Comme tous ces prédécesseurs qui s’étaient intéressés à la lumière, Einstein cherche à expliquer de nouveaux phénomènes. Son article « Un point de vue heuristique concernant la production et la transformation de la lumière » est particulièrement intéressant, car il met en relief ce qui « coince » au début du XXe siècle, c'est-à-dire la limite entre ce qui est compris et ce qui ne l’est pas.
Nous commencerons par replacer les travaux d’Einstein dans la lignée des travaux sur la lumière. Ne concernant initialement que la formation des images, les études sur la lumière se sont progressivement enrichies de très nombreux phénomènes physiques : optique, physique des ondes, électricité et magnétisme, thermodynamique et même mécanique. Nous présenterons ensuite l’apport de cet article d’Einstein aux théories de la lumière : ce qu’il a permis de comprendre et ce qu’il en reste aujourd’hui.

L’optique
Pendant très longtemps, l’étude de la lumière a été le souci des seuls opticiens. Leurs travaux s’articulaient autour d’une question centrale : comment se forment les images ? La notion de rayon lumineux a très rapidement été dégagée pour rendre compte de la propagation rectiligne de la lumière dans les milieux homogènes tels l’air, l’eau ou le verre.
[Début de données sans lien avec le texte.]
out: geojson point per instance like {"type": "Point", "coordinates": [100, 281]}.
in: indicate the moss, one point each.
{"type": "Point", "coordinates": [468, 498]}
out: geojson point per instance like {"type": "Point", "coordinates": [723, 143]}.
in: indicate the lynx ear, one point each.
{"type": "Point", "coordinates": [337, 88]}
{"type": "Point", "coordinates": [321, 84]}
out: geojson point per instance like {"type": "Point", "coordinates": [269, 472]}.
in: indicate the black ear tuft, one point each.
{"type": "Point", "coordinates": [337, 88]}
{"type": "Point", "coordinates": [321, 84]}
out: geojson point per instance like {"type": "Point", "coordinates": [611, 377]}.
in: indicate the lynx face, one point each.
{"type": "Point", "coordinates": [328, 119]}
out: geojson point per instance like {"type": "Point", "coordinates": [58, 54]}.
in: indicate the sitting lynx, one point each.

Grâce à ce concept, les physiciens se sont attaqués aux phénomènes de réflexion et de réfraction (changement de direction des rayons lumineux lors du passage d’un milieu vers un autre). Ils ont compris le fonctionnement des lentilles et ont ainsi pu concevoir des systèmes optiques tels la lunette, le télescope ou le microscope. Cette description en termes de rayons lumineux a ses limites ; deux phénomènes ne peuvent pas être compris ainsi :
- la diffraction : en présence d’obstacles, la lumière ne se propage pas parfaitement en ligne droite. Cet effet, toujours présent, est particulièrement marqué quand la taille de l’obstacle a une taille comparable à la longueur d’onde de la lumière) ;
- les interférences : dans certaines conditions, la superposition de deux faisceaux lumineux ne produit pas nécessairement un faisceau plus intense, mais peut parfois conduire à une absence de lumière.
Les couleurs d’une bulle de savon sont dues au phénomène d’interférence entre la lumière reflétée par la face avant de la fine épaisseur d’eau et de sa face arrière. Pour certaines longueurs d’ondes, cette interférence est destructrice : seules certaines couleurs sont réfléchies.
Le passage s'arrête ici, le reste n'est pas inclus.